Monitoring — Layerwise ML

Mode

Key idea

The model that worked yesterday may not work today. Inputs drift. Behaviour changes. Edge cases pile up. Monitor four things: system health (uptime, latency), data drift (input distributions), prediction drift (output distributions), and performance (where ground truth is available). Each fails differently; each needs its own alerting.

The four monitoring planes. System (latency, throughput, errors, GPU util). Data (per-feature drift vs training). Prediction (output distribution drift). Performance (accuracy, calibration where you have feedback). System monitoring is "is the server up". The other three are "is the model still doing its job".

The hard part. You usually don't have ground truth at deployment time. You see the prediction; you don't see the answer for hours, days, or never. Inference becomes a guessing game. Workarounds: proxy metrics, A/B against a baseline, periodic labelled audits.

What to alert on

Server: 5xx rate, p99 latency, queue depth
Data: PSI > 0.25, missing rate up, schema violations
Predictions: positive-rate shift, score distribution shift
Performance: aggregate metric drop where labels available
Subgroups: per-segment regression beyond threshold

Common mistakes

Only system-level monitoring — the API is "up" but predicting garbage
Alerting on noise — too many false positives, alerts get ignored
No baseline — drift comparisons need a reference distribution
Aggregate-only metrics — subgroup regressions stay hidden

from prometheus_client import Counter, Histogram, start_http_server

# Standard server-side metrics
REQUESTS = Counter("preds_total", "Total predictions", ["model_version", "status"])
LATENCY  = Histogram("pred_latency_seconds", "Inference latency",
                    buckets=[.005, .01, .025, .05, .1, .25, .5, 1, 2.5, 5])

@app.post("/predict")
def predict(req: Request):
    t0 = time.time()
    try:
        score = MODEL(req.x)
        REQUESTS.labels(model_version=MODEL.version, status="ok").inc()
        return {"score": score}
    except Exception as e:
        REQUESTS.labels(model_version=MODEL.version, status="error").inc()
        raise
    finally:
        LATENCY.observe(time.time() - t0)

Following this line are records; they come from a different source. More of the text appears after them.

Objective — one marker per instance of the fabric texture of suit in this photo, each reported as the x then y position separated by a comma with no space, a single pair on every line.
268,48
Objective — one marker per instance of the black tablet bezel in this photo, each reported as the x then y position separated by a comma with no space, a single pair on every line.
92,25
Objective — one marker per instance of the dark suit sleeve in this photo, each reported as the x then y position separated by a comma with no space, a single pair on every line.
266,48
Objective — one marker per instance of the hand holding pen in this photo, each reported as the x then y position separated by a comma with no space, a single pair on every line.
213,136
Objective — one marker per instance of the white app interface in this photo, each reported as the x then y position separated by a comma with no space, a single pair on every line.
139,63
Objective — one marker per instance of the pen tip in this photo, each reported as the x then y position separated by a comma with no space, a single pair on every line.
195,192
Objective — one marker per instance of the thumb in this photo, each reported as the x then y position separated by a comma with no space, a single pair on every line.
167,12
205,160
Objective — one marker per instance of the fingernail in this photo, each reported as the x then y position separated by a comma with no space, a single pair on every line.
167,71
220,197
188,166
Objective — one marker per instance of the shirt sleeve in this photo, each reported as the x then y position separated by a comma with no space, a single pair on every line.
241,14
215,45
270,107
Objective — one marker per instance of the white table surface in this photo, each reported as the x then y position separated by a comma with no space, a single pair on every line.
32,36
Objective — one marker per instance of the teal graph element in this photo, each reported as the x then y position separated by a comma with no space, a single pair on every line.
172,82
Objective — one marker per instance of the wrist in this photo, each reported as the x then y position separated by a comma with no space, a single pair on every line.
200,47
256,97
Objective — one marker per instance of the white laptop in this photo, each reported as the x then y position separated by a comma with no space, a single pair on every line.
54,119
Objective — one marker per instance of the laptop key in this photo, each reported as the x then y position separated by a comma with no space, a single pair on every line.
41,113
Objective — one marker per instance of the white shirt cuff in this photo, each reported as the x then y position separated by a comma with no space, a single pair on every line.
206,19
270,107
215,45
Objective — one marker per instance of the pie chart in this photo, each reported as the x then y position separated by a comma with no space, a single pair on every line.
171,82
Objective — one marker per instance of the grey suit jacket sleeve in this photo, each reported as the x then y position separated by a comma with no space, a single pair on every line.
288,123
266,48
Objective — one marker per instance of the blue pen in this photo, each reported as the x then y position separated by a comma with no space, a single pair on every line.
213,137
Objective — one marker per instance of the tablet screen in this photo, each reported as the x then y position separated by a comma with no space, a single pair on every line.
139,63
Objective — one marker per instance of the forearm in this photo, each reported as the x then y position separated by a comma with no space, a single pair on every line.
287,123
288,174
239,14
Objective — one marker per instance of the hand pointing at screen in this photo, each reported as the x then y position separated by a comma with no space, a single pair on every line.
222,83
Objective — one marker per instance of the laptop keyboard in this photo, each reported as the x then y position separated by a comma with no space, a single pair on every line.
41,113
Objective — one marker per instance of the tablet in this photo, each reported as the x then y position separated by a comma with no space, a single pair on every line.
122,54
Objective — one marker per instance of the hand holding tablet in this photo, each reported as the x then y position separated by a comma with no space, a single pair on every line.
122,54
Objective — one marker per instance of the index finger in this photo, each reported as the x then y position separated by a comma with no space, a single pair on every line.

start_http_server(9000)        # /metrics endpoint for Prometheus

Want drift detectors, delayed feedback, & alert tuning?

Two ways "broken" looks

$$ \underbrace{P(X) \;\text{changes}}_{\text{data drift}} \quad \text{or} \quad \underbrace{P(Y \mid X) \;\text{changes}}_{\text{concept drift}} $$

Data drift: inputs look different but the relationship is the same
Concept drift: same inputs, different optimal answer
Detecting them requires different signals

$$ \underbrace{\text{input distribution changes}}_{\text{data drift}} \quad \text{or} \quad \underbrace{\text{right answer for each input changes}}_{\text{concept drift}} $$

In words. Two distinct failure modes. P(X) is shorthand for "the probability distribution of inputs" — when it changes, your inputs start looking different from what you trained on (e.g. demographics shift, sensor readings drift). P(Y | X) is "the probability of the label given the input" — when it changes, the same input now has a different correct answer (e.g. user behaviour evolves, fashion changes). The underbraces (⏟) just label which piece is which. Each fails through different signals, so you need separate detectors.

input distributionthe shape of the inputs your model receives
data driftinputs look different but the input→answer rule is unchanged
concept driftsame inputs map to different answers than before
Detecting them requires different signals

Data drift detectors. Compare incoming features against the training distribution. KS for numerical, chi-squared for categorical, PSI for binned numerical. Run on a rolling window; alert when above threshold. See Data Validation.

Prediction drift. The model's output distribution itself can drift even without obvious input drift — the model is making different decisions. Often the first signal of concept drift. Compare current prediction histograms against a baseline.

Delayed feedback. Many real systems have labels weeks later (loan defaults, click-through, fraud). Build a delayed-evaluation pipeline that joins predictions with labels when they arrive; recompute metrics on the lookback window. A dashboard that's behind by 30 days is still useful.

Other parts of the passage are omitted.